I'm still not successfully using the GPU, but it's working decently quickly (with the base model - it's incredibly slow to use the Large model) using just the CPU. I'm going to have to check what magic stable-diffusion is doing to enable the GPU :(
There's a --device flag you can pass. I've been trying to get `--device cuda` to work on my Windows machine and it's saying that torch wasn't compiled with CUDA. Trying to figure out what's going on there.
And on the M1, supposedly PyTorch has support for hardware acceleration using MPS (Metal Performance Shaders, announced here https://pytorch.org/blog/introducing-accelerated-pytorch-tra...) but when I tried `--device mps` it blew up with an error "input types 'tensor<1x1280x3000xf16>' and 'tensor<1xf32>' are not broadcast compatible".
> I've been trying to get `--device cuda` to work on my Windows machine and it's saying that torch wasn't compiled with CUDA.
I struggled with the same. Here's what worked for me:
Use pip to uninstall pytorch first, should be "pip uninstall torch" or similar.
Find the CUDA version you got installed[1]. Go to PyTorch get started page[2] and use their guide/wizard to generate the pip string, and run that. I had to change pip3 to pip FWIW, and with Cuda 11.6 installed I ended up with "pip install torch torchvision torchaudio --extra-index-url https://download.pytorch.org/whl/cu116".
After that I could use --device cuda, and the difference was immense. On my 2080Ti it went from roughly an hour for a minute with large model, to 10-20 seconds.
Yep, same for me, on M1 after enabling MPS (with `model.to("mps")`) it just either SIGSEGV or SIGABRTs every time with that line. The extremely unclean nature of the abort is making it hard to debug :(
I noticed the size seems to correspond to the model. With a large model, the error is tensor<1x1280x3000xf16>. With tiny, it's tensor<1x384x3000xf16>, and with medium it's tensor<1x1024x3000xf16>. It also seems like a bad thing that those are f16's but the "expected" data is f32.
I'm giving up for the night, but https://github.com/Smaug123/whisper/pull/1/files at least contains the setup instructions that may help others get to this point.
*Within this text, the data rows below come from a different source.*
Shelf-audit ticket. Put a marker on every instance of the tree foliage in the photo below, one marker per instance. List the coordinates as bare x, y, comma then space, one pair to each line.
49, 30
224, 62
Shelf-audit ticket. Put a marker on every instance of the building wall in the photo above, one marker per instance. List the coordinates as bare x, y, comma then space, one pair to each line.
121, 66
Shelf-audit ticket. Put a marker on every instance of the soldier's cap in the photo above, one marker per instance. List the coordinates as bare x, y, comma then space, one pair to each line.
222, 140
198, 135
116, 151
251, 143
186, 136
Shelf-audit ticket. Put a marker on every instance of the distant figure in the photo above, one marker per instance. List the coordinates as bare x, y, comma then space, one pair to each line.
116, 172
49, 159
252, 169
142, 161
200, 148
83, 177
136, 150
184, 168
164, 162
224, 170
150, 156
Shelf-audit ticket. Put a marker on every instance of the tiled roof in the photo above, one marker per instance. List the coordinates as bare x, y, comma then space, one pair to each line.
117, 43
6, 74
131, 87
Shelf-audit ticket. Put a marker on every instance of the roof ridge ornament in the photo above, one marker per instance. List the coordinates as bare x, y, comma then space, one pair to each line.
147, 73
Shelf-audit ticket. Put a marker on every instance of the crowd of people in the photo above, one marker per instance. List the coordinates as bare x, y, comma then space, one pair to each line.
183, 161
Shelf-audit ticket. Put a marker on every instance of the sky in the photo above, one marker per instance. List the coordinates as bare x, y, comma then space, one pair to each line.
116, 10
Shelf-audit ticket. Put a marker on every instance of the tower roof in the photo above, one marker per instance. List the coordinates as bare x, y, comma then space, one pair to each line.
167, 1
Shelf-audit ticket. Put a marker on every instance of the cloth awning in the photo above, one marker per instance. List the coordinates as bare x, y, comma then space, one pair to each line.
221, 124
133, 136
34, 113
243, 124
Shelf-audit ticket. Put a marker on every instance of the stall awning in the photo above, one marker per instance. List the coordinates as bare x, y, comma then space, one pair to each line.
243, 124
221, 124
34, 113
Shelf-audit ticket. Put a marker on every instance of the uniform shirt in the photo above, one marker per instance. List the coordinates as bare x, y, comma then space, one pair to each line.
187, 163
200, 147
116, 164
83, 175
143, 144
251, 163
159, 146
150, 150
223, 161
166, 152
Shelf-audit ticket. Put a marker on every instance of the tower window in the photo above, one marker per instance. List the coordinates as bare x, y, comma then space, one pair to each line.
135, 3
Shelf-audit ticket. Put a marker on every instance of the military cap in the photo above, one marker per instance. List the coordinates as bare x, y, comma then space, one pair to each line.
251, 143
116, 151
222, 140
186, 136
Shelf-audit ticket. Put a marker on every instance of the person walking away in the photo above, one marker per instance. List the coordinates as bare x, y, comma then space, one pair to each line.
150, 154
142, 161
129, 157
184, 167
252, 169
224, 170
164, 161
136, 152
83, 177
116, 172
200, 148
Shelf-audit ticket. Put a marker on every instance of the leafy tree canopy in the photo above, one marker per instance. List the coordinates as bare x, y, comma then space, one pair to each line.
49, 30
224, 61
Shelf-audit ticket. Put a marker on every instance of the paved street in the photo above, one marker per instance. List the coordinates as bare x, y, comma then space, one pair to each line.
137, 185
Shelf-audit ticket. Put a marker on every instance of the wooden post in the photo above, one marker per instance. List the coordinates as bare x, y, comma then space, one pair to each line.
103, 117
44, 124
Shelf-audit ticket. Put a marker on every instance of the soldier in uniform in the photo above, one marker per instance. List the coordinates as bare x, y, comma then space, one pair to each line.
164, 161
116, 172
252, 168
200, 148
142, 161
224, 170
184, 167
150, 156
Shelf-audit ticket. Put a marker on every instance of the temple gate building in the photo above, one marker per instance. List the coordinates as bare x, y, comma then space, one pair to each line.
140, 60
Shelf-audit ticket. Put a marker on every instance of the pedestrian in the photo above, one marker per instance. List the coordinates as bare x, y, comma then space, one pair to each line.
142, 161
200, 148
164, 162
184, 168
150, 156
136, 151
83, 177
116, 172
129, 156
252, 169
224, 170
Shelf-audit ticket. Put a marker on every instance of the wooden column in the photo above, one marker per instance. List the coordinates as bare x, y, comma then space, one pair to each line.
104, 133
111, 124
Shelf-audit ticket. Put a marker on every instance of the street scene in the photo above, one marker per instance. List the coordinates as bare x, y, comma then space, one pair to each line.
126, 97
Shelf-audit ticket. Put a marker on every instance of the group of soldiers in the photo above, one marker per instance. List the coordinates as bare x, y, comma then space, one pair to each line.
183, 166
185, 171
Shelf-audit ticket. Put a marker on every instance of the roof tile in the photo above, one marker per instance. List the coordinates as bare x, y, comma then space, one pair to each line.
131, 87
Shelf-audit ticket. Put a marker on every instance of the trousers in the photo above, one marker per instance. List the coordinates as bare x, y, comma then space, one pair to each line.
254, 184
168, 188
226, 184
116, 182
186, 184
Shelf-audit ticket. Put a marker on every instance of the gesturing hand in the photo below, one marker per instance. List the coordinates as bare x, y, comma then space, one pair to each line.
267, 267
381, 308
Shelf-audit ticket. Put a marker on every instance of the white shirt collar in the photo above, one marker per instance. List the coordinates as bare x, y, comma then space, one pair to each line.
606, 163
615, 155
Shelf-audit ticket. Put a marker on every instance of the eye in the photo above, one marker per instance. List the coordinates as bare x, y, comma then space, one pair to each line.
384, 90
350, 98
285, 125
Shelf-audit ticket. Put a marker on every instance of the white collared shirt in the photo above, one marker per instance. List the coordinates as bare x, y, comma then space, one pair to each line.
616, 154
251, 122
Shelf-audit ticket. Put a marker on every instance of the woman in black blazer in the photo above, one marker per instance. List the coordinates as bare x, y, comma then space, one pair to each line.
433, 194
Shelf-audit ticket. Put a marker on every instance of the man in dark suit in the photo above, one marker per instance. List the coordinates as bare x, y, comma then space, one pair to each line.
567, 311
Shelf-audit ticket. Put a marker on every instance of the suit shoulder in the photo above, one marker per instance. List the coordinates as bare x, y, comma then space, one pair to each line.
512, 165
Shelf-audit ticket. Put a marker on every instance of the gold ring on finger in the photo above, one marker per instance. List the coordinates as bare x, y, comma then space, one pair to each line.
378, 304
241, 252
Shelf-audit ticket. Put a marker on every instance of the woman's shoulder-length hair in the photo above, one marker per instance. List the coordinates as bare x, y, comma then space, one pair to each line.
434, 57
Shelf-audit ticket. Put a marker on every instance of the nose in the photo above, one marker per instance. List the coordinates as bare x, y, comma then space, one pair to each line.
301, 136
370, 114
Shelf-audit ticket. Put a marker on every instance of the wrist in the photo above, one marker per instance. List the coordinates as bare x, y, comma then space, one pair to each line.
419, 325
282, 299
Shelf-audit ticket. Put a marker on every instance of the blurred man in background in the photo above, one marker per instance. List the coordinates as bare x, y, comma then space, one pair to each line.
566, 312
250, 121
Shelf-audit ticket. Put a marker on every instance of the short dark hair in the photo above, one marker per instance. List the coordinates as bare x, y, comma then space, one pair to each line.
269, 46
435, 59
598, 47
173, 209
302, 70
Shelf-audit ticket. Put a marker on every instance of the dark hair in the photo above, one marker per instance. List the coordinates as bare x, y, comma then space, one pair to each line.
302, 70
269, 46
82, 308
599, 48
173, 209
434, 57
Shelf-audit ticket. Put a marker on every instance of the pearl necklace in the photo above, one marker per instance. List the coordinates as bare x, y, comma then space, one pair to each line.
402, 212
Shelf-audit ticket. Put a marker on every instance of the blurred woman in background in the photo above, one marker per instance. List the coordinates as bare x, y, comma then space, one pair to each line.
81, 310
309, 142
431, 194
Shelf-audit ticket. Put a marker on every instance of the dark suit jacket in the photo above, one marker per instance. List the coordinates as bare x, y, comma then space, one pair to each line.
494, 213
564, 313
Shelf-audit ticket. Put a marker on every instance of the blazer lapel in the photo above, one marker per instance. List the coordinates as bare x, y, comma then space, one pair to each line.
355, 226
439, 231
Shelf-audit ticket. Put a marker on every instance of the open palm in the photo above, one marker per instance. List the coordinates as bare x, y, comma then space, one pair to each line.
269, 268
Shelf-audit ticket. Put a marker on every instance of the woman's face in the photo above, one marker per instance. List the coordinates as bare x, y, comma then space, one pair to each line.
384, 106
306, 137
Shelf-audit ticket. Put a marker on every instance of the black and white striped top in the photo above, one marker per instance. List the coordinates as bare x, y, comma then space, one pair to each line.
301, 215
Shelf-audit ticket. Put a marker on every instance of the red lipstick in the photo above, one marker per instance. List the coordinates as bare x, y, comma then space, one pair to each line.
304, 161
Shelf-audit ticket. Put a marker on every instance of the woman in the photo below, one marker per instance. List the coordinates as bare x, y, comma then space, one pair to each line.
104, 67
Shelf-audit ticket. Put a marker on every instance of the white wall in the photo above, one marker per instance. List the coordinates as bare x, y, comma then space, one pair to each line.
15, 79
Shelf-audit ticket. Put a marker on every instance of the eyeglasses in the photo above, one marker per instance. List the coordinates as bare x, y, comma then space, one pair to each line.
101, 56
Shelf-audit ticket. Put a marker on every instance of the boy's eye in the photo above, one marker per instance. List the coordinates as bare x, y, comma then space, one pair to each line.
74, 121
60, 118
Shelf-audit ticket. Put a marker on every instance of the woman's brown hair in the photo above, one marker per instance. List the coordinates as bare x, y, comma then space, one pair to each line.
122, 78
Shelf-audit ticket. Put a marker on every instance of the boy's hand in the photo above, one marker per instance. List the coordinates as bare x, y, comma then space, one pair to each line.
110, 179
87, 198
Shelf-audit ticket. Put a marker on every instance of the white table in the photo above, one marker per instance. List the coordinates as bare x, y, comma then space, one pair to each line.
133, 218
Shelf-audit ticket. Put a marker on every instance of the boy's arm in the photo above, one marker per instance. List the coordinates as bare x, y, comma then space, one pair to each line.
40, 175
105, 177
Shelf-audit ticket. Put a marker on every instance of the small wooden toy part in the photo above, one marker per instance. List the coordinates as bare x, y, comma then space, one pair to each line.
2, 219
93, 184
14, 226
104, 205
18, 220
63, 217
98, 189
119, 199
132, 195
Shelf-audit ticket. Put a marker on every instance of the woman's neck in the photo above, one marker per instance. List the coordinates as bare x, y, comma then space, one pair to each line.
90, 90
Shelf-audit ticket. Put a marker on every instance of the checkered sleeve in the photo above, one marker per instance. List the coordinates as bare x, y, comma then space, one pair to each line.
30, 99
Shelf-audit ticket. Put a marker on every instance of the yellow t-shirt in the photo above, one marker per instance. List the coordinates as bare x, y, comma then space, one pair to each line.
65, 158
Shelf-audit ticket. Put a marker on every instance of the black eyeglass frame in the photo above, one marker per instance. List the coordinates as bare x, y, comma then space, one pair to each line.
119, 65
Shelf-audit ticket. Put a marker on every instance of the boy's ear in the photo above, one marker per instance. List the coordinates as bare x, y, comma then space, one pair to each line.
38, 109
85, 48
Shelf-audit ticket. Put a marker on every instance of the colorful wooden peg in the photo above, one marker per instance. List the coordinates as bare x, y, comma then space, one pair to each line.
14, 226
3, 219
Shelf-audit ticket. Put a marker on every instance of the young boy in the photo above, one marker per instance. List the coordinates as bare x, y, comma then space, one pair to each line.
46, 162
Got it working on the GPU, but it's… much much slower than the CPU? Presumably due to the 'aten::repeat_interleave.self_int' CPU fallback.
Also hitting a nice little PyTorch bug:
> File "/Users/patrick/Documents/GitHub/whisper/whisper/decoding.py", line 388, in apply
logits[:, self.tokenizer.encode(" ") + [self.tokenizer.eot]] = -np.inf
> RuntimeError: dst_.nbytes() >= dst_byte_offset INTERNAL ASSERT FAILED at "/Users/runner/work/pytorch/pytorch/pytorch/aten/src/ATen/native/mps/operations/Copy.mm":200, please report a bug to PyTorch.
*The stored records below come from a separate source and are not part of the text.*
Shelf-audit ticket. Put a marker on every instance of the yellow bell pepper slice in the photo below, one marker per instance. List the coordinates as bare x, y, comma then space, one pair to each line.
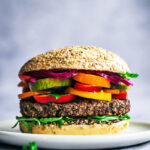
114, 91
91, 95
92, 80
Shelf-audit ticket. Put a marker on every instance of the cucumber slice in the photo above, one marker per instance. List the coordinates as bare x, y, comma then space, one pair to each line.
47, 83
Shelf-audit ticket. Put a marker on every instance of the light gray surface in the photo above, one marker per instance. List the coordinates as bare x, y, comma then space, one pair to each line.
30, 27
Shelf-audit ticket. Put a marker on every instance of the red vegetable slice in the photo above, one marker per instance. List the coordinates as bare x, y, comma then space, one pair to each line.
57, 98
26, 78
88, 88
123, 95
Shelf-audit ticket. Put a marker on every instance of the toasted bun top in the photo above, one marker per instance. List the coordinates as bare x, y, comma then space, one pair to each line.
77, 57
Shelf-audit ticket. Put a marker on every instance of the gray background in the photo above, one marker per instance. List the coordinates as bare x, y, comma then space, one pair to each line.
30, 27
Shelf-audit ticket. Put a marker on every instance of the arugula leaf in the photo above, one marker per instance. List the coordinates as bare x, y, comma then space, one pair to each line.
62, 120
46, 120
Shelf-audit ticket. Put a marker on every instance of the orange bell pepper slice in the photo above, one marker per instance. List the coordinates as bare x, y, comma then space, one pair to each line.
92, 80
31, 93
91, 95
28, 94
114, 91
22, 84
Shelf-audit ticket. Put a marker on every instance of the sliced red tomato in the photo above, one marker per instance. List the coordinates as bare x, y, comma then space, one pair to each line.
25, 78
88, 88
123, 95
57, 98
25, 89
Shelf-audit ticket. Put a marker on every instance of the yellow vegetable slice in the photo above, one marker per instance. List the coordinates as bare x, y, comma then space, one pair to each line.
91, 95
92, 80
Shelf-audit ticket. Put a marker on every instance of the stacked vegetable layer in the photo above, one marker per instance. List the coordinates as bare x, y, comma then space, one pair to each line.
55, 86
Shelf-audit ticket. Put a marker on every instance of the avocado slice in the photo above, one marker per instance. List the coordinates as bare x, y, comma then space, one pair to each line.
47, 83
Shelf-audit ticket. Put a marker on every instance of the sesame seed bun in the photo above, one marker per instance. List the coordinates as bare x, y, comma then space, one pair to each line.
95, 129
77, 57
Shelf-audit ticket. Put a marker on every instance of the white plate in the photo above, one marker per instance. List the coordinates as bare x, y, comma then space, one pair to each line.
137, 133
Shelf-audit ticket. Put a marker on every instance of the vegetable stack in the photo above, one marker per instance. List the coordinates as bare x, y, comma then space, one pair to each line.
75, 90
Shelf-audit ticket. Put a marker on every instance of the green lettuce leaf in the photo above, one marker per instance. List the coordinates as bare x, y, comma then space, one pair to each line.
29, 122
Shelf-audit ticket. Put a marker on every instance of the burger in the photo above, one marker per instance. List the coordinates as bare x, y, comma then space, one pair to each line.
77, 90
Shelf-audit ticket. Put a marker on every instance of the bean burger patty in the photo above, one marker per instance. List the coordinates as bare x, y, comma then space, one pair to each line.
80, 107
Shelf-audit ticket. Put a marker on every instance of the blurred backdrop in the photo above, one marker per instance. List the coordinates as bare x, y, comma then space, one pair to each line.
30, 27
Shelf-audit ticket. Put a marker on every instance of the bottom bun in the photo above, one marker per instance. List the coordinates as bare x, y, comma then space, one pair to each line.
78, 129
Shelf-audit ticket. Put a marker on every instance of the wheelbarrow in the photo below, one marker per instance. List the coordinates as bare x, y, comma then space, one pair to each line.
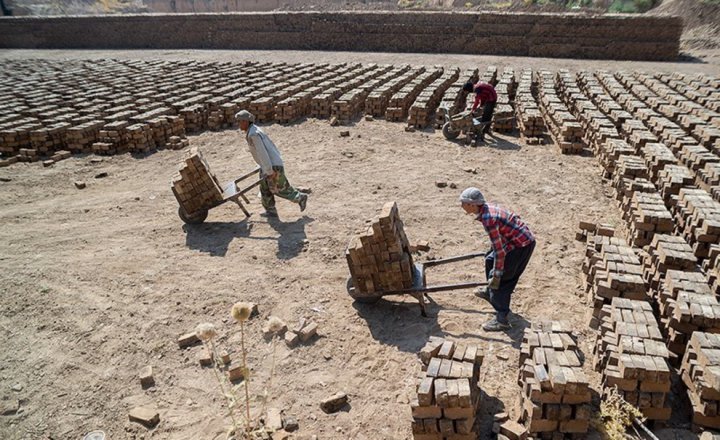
465, 122
231, 193
420, 287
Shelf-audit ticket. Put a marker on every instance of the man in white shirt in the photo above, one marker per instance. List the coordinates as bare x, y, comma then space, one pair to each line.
266, 154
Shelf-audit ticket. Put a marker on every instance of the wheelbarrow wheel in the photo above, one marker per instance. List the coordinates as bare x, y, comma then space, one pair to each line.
195, 219
361, 299
449, 132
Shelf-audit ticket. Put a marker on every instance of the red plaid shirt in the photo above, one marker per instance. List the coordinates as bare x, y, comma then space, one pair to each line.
506, 231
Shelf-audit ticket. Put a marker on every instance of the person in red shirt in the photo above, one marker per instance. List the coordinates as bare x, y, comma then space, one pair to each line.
512, 246
486, 96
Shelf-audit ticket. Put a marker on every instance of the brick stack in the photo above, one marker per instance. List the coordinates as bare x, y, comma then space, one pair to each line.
700, 371
631, 175
698, 217
49, 139
140, 139
455, 98
321, 104
555, 396
666, 252
195, 187
400, 102
609, 153
612, 270
529, 118
711, 266
447, 395
377, 100
195, 117
631, 354
504, 112
564, 129
686, 305
421, 110
380, 260
671, 179
647, 216
81, 137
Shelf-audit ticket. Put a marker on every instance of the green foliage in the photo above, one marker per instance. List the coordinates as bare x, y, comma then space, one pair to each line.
633, 6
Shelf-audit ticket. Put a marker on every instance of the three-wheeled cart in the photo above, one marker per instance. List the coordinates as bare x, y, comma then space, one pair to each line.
420, 287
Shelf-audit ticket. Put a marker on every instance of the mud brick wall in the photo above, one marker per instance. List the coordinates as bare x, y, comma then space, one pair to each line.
539, 35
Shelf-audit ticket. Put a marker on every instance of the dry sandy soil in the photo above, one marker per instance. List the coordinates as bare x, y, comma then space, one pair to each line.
100, 282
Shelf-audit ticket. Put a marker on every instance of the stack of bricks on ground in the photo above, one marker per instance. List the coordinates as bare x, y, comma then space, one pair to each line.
555, 396
380, 259
612, 269
195, 187
44, 113
529, 118
631, 355
564, 128
447, 395
700, 372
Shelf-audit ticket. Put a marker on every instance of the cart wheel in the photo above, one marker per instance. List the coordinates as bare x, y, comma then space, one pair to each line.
195, 219
361, 299
448, 131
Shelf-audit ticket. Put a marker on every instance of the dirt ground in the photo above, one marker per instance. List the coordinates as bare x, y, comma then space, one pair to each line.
99, 283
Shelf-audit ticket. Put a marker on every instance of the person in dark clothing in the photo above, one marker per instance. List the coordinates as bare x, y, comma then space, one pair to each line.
486, 96
5, 9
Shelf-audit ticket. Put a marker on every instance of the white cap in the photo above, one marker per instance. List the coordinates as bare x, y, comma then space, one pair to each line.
244, 115
472, 196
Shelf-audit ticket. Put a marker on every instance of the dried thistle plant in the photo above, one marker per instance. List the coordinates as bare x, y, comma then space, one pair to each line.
241, 311
275, 326
616, 416
206, 333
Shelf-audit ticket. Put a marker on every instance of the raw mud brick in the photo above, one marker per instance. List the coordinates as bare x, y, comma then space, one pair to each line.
700, 372
380, 258
671, 179
448, 392
648, 216
611, 270
631, 354
554, 386
697, 215
195, 187
666, 252
145, 416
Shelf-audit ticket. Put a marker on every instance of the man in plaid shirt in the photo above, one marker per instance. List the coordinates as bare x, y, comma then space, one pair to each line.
512, 246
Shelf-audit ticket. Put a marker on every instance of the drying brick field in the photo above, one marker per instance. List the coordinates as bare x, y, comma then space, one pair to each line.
615, 167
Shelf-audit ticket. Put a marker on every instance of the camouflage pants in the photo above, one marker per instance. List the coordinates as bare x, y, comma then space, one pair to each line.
277, 185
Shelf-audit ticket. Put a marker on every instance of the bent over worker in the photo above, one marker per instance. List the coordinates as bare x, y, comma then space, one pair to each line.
512, 246
486, 96
272, 172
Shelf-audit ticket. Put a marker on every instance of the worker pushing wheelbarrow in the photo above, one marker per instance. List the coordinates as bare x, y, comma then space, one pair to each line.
197, 190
I got it working inside a docker container on my M1 MBP. FWIW, I'm having my $180 tinyminimicro PC run a translation task while my M1 MBP runs a transcription task with the same audio input. So far, the PC is actually outputting results a lot faster than the MBP. Interesting results.
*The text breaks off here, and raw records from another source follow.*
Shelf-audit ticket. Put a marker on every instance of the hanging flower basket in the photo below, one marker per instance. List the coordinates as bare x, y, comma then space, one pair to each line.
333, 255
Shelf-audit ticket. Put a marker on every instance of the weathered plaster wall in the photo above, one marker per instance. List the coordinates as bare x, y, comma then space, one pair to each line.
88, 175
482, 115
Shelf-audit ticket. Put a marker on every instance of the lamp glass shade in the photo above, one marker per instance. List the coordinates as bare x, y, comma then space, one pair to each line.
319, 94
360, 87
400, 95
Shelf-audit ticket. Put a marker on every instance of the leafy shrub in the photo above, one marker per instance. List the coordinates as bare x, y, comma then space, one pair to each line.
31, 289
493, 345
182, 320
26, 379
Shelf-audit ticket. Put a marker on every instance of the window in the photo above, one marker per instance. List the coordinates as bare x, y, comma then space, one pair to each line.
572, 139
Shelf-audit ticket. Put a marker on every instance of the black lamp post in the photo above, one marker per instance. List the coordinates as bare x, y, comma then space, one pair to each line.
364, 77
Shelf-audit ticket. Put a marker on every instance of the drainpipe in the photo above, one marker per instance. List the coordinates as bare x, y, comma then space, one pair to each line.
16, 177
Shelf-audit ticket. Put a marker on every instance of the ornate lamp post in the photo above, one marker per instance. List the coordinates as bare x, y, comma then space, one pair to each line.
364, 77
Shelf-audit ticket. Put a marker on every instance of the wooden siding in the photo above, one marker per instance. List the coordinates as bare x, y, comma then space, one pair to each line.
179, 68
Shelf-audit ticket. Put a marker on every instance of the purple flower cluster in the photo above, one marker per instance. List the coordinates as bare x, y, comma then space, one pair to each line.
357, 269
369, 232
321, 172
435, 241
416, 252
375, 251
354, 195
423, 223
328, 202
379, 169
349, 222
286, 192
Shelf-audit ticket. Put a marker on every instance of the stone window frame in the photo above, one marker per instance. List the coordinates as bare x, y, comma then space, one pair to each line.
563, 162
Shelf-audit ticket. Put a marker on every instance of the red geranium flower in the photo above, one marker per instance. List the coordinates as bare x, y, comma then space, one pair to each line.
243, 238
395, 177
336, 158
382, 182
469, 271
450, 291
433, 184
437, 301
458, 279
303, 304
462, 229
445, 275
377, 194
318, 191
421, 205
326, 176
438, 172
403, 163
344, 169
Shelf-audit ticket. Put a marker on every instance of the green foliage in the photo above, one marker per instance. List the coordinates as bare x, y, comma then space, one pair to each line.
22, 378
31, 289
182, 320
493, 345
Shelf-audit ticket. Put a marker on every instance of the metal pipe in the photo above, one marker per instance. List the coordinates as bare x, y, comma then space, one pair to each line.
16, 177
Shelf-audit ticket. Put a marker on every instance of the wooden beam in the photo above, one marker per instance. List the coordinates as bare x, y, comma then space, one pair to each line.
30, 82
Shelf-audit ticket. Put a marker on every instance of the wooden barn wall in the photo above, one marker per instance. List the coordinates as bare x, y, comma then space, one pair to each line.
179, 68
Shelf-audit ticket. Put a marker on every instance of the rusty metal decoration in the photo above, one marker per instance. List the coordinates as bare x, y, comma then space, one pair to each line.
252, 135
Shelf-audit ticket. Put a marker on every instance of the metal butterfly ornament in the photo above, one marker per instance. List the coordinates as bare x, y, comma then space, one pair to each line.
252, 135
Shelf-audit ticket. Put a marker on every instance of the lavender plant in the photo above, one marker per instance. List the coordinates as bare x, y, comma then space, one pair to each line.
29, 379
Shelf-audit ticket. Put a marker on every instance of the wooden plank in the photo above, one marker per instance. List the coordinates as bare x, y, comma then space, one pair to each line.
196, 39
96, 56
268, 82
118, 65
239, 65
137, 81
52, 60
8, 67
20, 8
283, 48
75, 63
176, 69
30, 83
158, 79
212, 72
Probably need to pass some kind of options when initializing. The command itself works fine, just shows a warning: warnings.warn("FP16 is not supported on CPU; using FP32 instead")
(after running the command for setuptools)
Defaulting to user installation because normal site-packages is not writeable
Requirement already satisfied: pip in /Users/xxx/Library/Python/3.9/lib/python/site-packages (22.2.2)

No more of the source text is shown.